Availability: Reported to appear in the arcade and LaserActive ports of Time Gal and the 3DO port of Pyramid Intruder.

8th Logo (Bubble Bobble Part 2 variant) (March 5-August 1993)

Visuals: Over a white background is the Taito wordmark logo in 3-D.

Variant: A B&W variant is seen on Game Boy.

Technique: A still digital graphic.

Audio: None.

Availability: Seen on Bubble Bobble Part 2 for NES and Game Boy.

9th Logo (February 16, 1996-October 2, 1997)

Note: One of video shown in this page is the Ray Tracers variant. Again, this logo is pretty loud, so we advise you to turn down the volume.

Visuals: The 3D Taito logo zooms out on a black background. The ball of the logo moves in from the right and places next to the triangle's streak. Then a flash happens, bringing up the flat version of the same logo on a white background.

Technique: CGI.

Audio: A quick laser zapping sound, then followed by a held synth bass note with a descending sounder when the logo zooms out and a quick swoosh during the flash.

Audio Variants:

  • On few games like Champion Wrestler: Jikkyou Live, unknown.
  • Ray Tracers used a loud noise, followed by a jet take-off like sound (not as low-pitched as the Metal Black variant).

Availability: This logo is seen on the company's early games for PlayStation until Psychic Force: Puzzle Taisen.

10th Logo (December 25, 2003-2006)

Visuals: The blue triangle is seen from the top and pans to the side view. Four light streaks enter it and glow in the center. The triangle moves to the forming word "TAITO" and poses as the letter "A". Then it flashes and changes the background to white.

Technique: CGI.

Audio: An atmospheric synth score.

Availability: This can be seen on PlayStation 2, GameCube, and Xbox games from the company such as Bujingai: The Forsaken City.

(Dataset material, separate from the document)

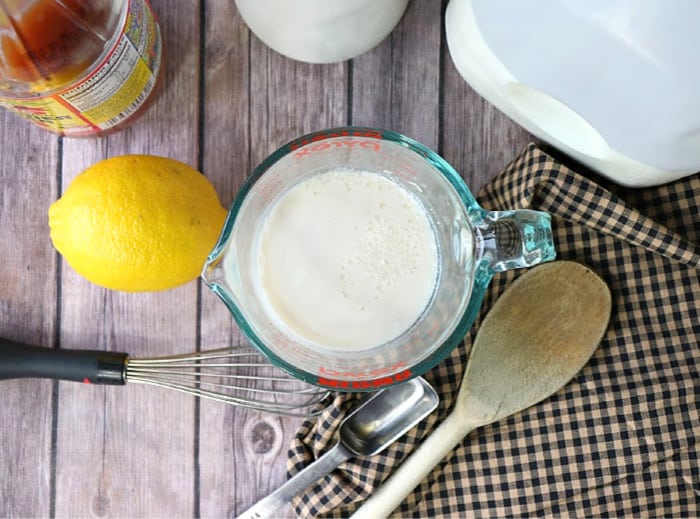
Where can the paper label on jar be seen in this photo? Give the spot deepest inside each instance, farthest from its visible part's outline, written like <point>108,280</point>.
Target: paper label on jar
<point>114,91</point>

11th Logo (February 8, 2007-)

Visuals: Just the still modern Taito logo over a white background, with the triangle posing as the "A".


  • This logo appears twice on the Taito Egret II Mini cabinet.
    • When starting up, the logo appears on the standard white background before cutting to the Egret II Mini logo.
    • When shutting down, the logo is on a black background with a white outline. After a few seconds, the logo is squished horizontally to mimic a TV switching off.

Technique: A still digital graphic.

Audio: None.

Audio Variant: When shutting down the Taito Egret II Mini, a techno-jingle loosely based on the "Catch the Heart!" variant plays.

Availability: Appears on games since the late 2000's such as Cooking Mama: Cook Off and Dariusburst: Another Chronicle EX+.